Landscape patterns of stand-replacing fire: implications for forest resilience

Heterogeneity in disturbance patterns has an important influence on forest resilience, and the findings from our study hold important implications for current and future forests. Large patches of stand-replacing fire are characteristic of many forest fires in the US Northern Rockies. For example, the 1988 Yellowstone Fires produced the three largest stand-replacing burn patches in our dataset–each larger than 20,000 ha in total and containing more than 8000 ha of core area.
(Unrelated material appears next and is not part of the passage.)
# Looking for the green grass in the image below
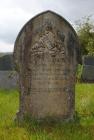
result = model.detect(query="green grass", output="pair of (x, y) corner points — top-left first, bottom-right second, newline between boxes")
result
(0, 84), (94, 140)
Forest regeneration following the 1988 Yellowstone Fires demonstrated enormous resilience to such large patches of stand-replacing fire (Romme et al. 2011), as even in the large fires of 1988 the majority of severely burned area was within 200 m of surviving trees (Turner et al. 1994). In our study, greater than 90 % of the >3 million ha burned between 1984 and 2010 in the Northern Rockies was within 150 m of forests that did not burn as stand-replacing fire (and thus presumably provide a seed source). These findings suggest that burn-severity heterogeneity maintained so far during a period of increasing fire activity is likely sufficient for seed dispersal into most stand-replacing burned areas (Kemp et al. 2015; Harvey et al. 2016b). However, if fire size continues to increase (Morgan et al. 2014) and trends continue on trajectories illustrated in Fig. 6, they will carry important consequences for future composition and structure of forests in the Northern Rockies.

Fires with larger, simpler shaped patches, and more core area far from seed sources will likely favor tree species that don’t rely on dispersal into burned patches, but instead possess mechanisms for in situ post-fire regeneration. For example, post-fire tree seedling establishment of serotinous lodgepole pine is not affected by burn patch size or distance to seed source (Turner et al. 1997; Kemp et al. 2015; Harvey et al. 2016b). Similarly, quaking aspen can colonize large burned patches, owing to the ability to re-sprout from underground root structures and disperse light-weight seeds over several kilometers (Turner et al. 2003). In contrast, species that rely on dispersal from surviving individuals (i.e., outside the stand-replacing burn patch) such as Engelmann spruce or Douglas-fir, exhibit exponential declines in post-fire seedling establishment with increasing distances to seed sources (Kemp et al. 2015; Harvey et al. 2016b) and will likely experience declines in post-fire seedling establishment if stand-replacing patch size and total core area increase. Collectively, trends in burn-severity patterns continuing along the trajectory we present may result in post-fire landscapes that are dominated by species such as lodgepole pine and quaking aspen, with decreases in overall tree density (Harvey et al. 2016b).

Our study illustrates that drivers of landscape patterns of stand-replacing fire differ from drivers of overall fire activity, but fire size and proportion stand-replacing fire strongly control the configuration of stand-replacing fire. Therefore, increases in fire activity in the US Northern Rockies will likely be associated with larger patches of stand-replacing fire that are simpler in shape. The framework applied here (e.g., structural equation modeling, testing for thresholds in P crit ) may be helpful in other fire-prone systems, where forecasting thresholds in disturbance activity can aide in anticipating consequences for forest resilience.